Ghost of Csilla
BLUE GRAVE – Hangar Floor
She didn’t flinch beneath the crosshairs. That alone was rare.
She stepped closer. Rarer still.
Csariden didn’t move as she spoke, didn’t interrupt the weave of her words, though the camp behind her had gone death-still. Even Triggen, still holding the scattergun like a loaded thought, said nothing. There was no permission given—but something unspoken passed between them. This was his moment, not theirs.
And he let her take it.
Not because he trusted her.
But because part of him wanted to see how close she'd come before the fire burned.
---
She said he bled real.
He didn’t know what that meant to someone like her.

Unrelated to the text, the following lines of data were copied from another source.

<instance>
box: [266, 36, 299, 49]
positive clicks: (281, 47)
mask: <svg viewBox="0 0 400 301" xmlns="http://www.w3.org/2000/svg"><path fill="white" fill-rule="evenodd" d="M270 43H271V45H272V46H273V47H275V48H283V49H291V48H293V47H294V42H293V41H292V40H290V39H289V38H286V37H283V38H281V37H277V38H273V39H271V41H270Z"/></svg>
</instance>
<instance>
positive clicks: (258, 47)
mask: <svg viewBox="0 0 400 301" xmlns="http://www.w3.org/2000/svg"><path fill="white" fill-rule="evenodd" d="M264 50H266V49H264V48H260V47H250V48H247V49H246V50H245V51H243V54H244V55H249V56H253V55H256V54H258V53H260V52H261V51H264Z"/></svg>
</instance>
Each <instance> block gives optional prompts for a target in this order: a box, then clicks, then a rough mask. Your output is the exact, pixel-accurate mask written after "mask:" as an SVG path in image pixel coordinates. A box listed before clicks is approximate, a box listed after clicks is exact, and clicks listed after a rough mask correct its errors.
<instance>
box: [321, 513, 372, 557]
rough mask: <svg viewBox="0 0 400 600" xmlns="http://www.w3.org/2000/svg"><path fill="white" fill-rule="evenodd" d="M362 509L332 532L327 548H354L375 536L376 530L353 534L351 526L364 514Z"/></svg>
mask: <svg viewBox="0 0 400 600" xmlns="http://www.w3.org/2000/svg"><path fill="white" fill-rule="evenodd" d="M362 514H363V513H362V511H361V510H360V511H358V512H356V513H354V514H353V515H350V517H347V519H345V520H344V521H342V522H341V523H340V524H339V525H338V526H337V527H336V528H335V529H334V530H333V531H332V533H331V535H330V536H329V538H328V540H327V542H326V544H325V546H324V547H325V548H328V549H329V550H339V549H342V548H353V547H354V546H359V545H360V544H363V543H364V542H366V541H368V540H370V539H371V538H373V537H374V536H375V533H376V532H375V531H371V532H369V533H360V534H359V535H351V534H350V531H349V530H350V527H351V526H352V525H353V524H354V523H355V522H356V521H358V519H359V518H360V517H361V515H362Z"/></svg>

But it sounded like admiration. And that was almost more dangerous than a threat.
A long pause stretched between them, heavy with static and dust.
He tilted his head slightly—not much. Just enough for the glow of his cybernetic eye to cast a narrow glint across the floor between them. When he finally answered, the voice that crawled out of his vocoder was quieter than before. Measured. Like each word had weight he was trying not to show.
“Rare things usually don’t survive the first cut.”
There was no menace in it. Just a statement of fact.
Then a step.
Not toward her, but toward the center of the holotable—placing himself between her and the war-hardened mess of the camp. The glow from the flickering blue projection bathed half his face in ghostlight. The rest remained shadow and scar.
He gestured—barely—a tilt of his fingers toward the edge of the table.
“Let's talk, then. Before this stops being interesting.”
The grin he wore was brief. A notch of expression, sharp as his jaw and twice as fleeting.
His words and vocoder tone were disharmonious – the words kept the distance, but the tone invited her in.
He hadn’t stopped looking since she walked in. That alone said enough.